Durante la conferenza stampa, Lav Diaz ha parlato della lavorazione del film, durata ben diciassette anni, delle difficoltà di far circolare il suo lavoro nel suo Paese, dell’amore per il cinema di Béla Tarr e Andrej Tarkovskij, dei punti di contatto tra il suo cinema e quello di Roberto Rossellini, del quale il regista filippino ha detto di apprezzare l’impegno politico unito all’afflato poetico. A chi gli ha posto la domanda sulla lunghezza, e di conseguenza sul rischio di scarsa fruibilità, delle sue opere il regista, pur mantenendo il suo sorriso smagliante, ha risposto in maniera decisa dicendo: “Per me tutto quel che accade è cinema. Perciò quando giro non mi piace avere vincoli sulla durata di un mio lavoro. Un poeta non decide quanto sarà lunga la poesia che sta scrivendo né un musicista quante note in tutto dovrà avere la sua composizione. Omero non avrebbe certamente ridotto l’Iliade se qualcuno glielo avesse chiesto”.
Rispondendo, poi, ad una nostra domanda relativa al perché avesse inserito una sequenza in cui si vede un vecchio film dei fratelli Lumière che si conclude con l’intervento di tre personaggi che in Lullaby rappresentano la mitologia ed il fantastico, Lav Diaz ha risposto: “In realtà abbiamo riflettuto sul fatto che l’anno della rivoluzione filippina coincideva più o meno con il periodo in cui nasce il cinematografo. La conclusione di quella sequenza pone al centro la questione che probabilmente anche il cinema, a suo modo, costituisce un incantesimo, l’ingresso di un ‘mondo altro’, alternativo alla vita reale”.

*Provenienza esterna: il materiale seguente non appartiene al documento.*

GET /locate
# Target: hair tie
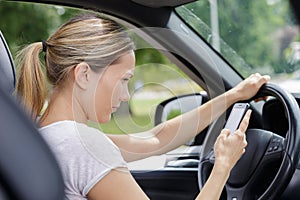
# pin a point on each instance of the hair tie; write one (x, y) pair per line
(44, 46)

Se questo è vero, allora A Lullaby to te Sorrowful Mistery è probabilmente l’incantesimo di questo 66° Concorso della Berlinale, il film nei confronti del quale è difficile sollevare riserve e che, dato il livello piuttosto modesto di molte opere passate nei giorni precedenti, difficilmente la Giuria presieduta da Meryl Streep potrà ignorare nell’assegnazione dei premi. Forse A Lullaby to the Sorrowful Mistery non è l’Iliade ma non è detto che, fra alcuni secoli, quando il cinema avrà il posto che gli compete tra le arti, non lo possa diventare. Forse non è l’Iliade ma è di certo il lavoro grandioso, bigger than life, di uno dei più grandi registi viventi.